Russian APT Map Reveals 22,000 Connections Between 2000 Malware Samples

Though Russia still has an undiversified and stagnant economy, it was one of the early countries in the world to realize the value of remotely conducted cyber intrusions.

In recent years, many Russia hacking groups have emerged as one of the most sophisticated nation-state actors in cyberspace, producing highly specialized hacking techniques and toolkits for cyber espionage.

Over the past three decades, many high profile hacking incidents—like hacking the US presidential elections, targeting a country with NotPetya ransomware, causing blackout in Ukrainian capital Kiev, and Pentagon breach—have been attributed to Russian hacking groups, including Fancy Bear (Sofacy), Turla, Cozy Bear, Sandworm Team and Berserk Bear.

Besides continuously expanding its cyberwar capabilities, the ecosystem of Russian APT groups has also grown into a very complex structure, making it harder to understand who’s who in Russian cyber espionage.

Now to illustrate the big picture and make it easier for everyone to understand the Russian hackers and their operations, researchers from Intezer and Check Point Research joint their hands to release a web-based, interactive map that gives a full overview of this ecosystem.

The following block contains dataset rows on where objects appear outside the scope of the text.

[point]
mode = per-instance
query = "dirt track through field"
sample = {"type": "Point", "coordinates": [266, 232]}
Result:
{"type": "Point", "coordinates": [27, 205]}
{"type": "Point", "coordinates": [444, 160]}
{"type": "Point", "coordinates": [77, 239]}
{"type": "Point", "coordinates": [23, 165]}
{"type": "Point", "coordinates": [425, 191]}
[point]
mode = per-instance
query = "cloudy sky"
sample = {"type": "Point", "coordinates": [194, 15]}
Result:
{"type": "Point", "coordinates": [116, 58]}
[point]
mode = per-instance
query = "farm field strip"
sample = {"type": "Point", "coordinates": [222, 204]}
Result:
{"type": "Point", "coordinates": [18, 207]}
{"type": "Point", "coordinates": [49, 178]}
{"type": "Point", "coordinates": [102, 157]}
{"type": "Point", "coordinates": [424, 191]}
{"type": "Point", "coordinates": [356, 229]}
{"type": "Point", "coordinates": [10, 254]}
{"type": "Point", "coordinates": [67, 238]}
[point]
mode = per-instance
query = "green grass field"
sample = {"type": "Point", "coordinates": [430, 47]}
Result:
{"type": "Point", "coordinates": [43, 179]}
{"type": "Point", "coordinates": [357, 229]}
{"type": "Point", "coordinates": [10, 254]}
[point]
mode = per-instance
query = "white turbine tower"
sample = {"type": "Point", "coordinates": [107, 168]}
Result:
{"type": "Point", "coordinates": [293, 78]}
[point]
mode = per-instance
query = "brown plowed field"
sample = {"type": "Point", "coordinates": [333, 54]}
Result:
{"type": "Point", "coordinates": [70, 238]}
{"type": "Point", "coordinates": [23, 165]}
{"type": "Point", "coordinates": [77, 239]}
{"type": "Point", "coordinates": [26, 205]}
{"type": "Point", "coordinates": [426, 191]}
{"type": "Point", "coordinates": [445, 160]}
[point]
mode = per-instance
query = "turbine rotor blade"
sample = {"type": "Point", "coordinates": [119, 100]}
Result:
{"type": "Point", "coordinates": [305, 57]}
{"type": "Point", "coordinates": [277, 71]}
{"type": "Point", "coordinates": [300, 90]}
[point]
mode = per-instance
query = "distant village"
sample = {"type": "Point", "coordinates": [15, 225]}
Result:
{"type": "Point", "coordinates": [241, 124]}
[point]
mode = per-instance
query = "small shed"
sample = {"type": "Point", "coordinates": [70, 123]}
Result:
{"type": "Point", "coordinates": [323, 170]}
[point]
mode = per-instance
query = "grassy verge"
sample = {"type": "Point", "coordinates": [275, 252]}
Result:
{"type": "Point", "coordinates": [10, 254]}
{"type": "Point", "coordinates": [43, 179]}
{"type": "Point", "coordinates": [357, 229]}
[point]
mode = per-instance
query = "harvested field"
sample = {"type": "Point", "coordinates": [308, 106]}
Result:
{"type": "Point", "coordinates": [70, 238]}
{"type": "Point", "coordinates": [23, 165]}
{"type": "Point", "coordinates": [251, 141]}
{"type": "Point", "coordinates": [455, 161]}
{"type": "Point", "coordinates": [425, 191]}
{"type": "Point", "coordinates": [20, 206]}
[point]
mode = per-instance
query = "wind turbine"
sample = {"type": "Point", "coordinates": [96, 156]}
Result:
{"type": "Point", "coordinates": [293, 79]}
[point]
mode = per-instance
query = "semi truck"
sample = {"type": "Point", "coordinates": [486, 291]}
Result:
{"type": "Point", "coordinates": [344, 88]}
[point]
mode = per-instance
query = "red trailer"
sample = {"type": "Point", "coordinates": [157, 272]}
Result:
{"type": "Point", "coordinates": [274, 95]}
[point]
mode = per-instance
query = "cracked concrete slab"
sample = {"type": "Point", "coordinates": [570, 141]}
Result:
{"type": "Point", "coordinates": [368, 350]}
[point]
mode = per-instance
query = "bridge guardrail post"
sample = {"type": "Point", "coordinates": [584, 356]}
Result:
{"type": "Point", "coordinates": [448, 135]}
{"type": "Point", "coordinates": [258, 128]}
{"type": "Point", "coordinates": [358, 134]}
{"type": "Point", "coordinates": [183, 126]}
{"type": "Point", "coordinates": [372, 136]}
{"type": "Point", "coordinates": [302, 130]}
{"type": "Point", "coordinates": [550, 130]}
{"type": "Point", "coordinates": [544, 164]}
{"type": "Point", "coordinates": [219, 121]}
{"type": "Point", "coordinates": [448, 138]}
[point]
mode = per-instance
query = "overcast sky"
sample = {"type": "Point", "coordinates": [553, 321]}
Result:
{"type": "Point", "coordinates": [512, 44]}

Dubbed “Russian APT Map,” the map can be used by anyone to learn information about the connections between different Russian APT malware samples, malware families, and threat actors—all just clicking on nodes in the map.

“The [Russian APT] map is basically a one-stop-shop for anyone who is interested to learn and understand the connections and attributions of the samples, modules, families, and actors that together comprise this ecosystem,” researchers told The Hacker News.

“By clicking on nodes in the graph, a side panel will reveal, containing information about the malware family the node belongs to, as well as links to analysis reports on Intezer’s platform and external links to related articles and publications.”

At its core, the Russian APT Map is the result of comprehensive research where researchers gathered, classified and analyzed more than 2,000 malware samples attributed to Russian hacking groups, and mapped nearly 22,000 connections between them based on 3.85 million pieces of code they shared.

“Every actor or organization under the Russain APT umbrella has its own dedicated malware development teams, working for years in parallel on similar malware toolkits and frameworks. Knowing that a lot of these toolkits serve the same purpose, it is possible to spot redundancy in this parallel activity.”

Russian APT Map also reveals that though most of the hacking groups were re-using their own code in their own different tools and frameworks, no different groups were found using each other’s code.

“By avoiding different organizations re-using the same tools on a wide range of targets, they overcome the risk that one compromised operation will expose other active operations, preventing a sensitive house of cards from collapsing,” researchers say.

“Another hypothesis is that different organizations do not share code due to internal politics.”

To make it more efficient and up-to-date in the future, researchers have also open-sourced the map and the data behind it.

Besides this, researchers have also released a Yara rules-based scanning tool, dubbed “Russian APT Detector,” that can be used by anyone to scan a specific file, a folder, or a whole file system and search for infections by Russian hackers.